Riemannian Trust Region Methods for SC$^1$ Minimization

TL;DR

This paper introduces the first Riemannian trust region method for SC^1 functions on manifolds, providing convergence guarantees and demonstrating superior performance in nonsmooth, nonconvex optimization problems.

Contribution

It develops a novel trust region algorithm for SC^1 functions on manifolds with proven convergence and applies it within an augmented Lagrangian framework for nonsmooth optimization.

Findings

Method achieves global and local convergence.

Demonstrates local superlinear convergence rate.
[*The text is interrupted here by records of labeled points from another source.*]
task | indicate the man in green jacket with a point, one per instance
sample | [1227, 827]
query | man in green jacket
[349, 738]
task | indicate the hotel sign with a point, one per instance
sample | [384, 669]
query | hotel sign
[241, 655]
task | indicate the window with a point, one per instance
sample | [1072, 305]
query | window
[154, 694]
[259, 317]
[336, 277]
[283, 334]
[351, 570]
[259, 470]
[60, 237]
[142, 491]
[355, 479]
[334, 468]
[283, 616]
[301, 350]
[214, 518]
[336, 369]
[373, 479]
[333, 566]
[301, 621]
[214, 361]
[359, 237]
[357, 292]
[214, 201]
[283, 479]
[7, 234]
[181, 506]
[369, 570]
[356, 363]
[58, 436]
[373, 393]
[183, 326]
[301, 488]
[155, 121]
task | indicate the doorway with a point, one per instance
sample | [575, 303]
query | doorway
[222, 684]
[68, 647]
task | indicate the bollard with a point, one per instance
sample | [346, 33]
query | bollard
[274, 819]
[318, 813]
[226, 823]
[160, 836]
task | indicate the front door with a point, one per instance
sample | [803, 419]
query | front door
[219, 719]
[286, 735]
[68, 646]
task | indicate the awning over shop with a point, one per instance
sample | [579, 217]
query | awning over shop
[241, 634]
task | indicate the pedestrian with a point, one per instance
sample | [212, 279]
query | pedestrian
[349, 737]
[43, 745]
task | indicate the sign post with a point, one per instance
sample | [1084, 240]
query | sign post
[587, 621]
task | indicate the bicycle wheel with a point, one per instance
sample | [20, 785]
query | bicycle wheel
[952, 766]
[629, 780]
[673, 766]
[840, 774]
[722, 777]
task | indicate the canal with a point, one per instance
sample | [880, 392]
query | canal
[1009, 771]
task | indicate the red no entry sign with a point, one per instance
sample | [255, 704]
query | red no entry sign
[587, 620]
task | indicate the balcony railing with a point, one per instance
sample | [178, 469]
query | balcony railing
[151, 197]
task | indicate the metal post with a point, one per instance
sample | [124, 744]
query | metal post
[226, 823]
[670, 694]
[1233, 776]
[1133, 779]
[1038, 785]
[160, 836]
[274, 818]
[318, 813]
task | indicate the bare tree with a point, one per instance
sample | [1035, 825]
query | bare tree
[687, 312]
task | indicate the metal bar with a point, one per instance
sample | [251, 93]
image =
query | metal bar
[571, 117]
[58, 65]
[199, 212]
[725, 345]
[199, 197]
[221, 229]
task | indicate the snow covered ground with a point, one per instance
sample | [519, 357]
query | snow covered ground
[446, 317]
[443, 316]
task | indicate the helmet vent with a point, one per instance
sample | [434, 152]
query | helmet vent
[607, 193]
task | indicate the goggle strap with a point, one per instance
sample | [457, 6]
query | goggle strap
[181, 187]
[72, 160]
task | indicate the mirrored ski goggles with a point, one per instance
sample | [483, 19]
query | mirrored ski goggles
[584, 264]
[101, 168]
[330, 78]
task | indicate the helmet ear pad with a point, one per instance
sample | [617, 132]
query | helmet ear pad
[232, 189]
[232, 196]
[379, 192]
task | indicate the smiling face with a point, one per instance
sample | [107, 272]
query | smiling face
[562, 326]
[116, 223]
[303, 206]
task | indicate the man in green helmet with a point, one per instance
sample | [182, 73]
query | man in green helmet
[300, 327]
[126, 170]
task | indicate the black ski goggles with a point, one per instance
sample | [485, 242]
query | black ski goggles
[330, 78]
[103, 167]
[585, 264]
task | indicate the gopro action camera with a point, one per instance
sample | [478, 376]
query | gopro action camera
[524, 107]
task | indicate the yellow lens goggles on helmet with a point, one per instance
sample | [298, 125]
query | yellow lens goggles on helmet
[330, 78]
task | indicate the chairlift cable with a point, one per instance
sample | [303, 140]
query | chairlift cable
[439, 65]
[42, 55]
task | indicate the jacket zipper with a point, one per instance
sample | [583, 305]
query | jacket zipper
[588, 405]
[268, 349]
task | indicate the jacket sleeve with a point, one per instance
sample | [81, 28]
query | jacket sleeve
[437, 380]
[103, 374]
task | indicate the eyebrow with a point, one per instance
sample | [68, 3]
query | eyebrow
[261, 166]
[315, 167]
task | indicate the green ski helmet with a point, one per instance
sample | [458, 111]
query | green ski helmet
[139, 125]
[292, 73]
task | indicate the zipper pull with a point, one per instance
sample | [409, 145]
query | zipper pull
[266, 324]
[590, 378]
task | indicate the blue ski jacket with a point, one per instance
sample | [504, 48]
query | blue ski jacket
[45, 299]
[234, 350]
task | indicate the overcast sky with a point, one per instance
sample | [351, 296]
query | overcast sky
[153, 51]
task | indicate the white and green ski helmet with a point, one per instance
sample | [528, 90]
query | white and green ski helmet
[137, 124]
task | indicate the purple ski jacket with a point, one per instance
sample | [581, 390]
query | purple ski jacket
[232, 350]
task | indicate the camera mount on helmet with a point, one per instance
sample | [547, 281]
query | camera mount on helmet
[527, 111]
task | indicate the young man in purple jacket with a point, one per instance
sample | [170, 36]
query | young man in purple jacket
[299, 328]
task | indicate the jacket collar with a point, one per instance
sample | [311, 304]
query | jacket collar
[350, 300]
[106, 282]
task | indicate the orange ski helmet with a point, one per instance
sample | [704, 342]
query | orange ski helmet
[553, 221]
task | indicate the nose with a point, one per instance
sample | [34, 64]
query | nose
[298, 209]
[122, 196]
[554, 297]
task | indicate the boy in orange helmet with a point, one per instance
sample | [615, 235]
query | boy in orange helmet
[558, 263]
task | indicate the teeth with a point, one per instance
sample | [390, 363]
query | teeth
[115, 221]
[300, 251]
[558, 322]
Outperforms existing methods in numerical experiments.

Abstract

Manifold optimization has recently gained significant attention due to its wide range of applications in various areas. This paper introduces the first Riemannian trust region method for minimizing an SC$^1$ function, which is a differentiable function that has a semismooth gradient vector field, on manifolds with convergence guarantee. We provide proof of both global and local convergence results, along with demonstrating the local superlinear convergence rate of our proposed method. As an application and to demonstrate our motivation, we utilize our trust region method as a subproblem solver within an augmented Lagrangian method for minimizing nonsmooth nonconvex functions over manifolds. This represents the first approach that fully explores the second-order information of the subproblem in the context of augmented Lagrangian methods on manifolds. Numerical experiments confirm that our method outperforms existing methods.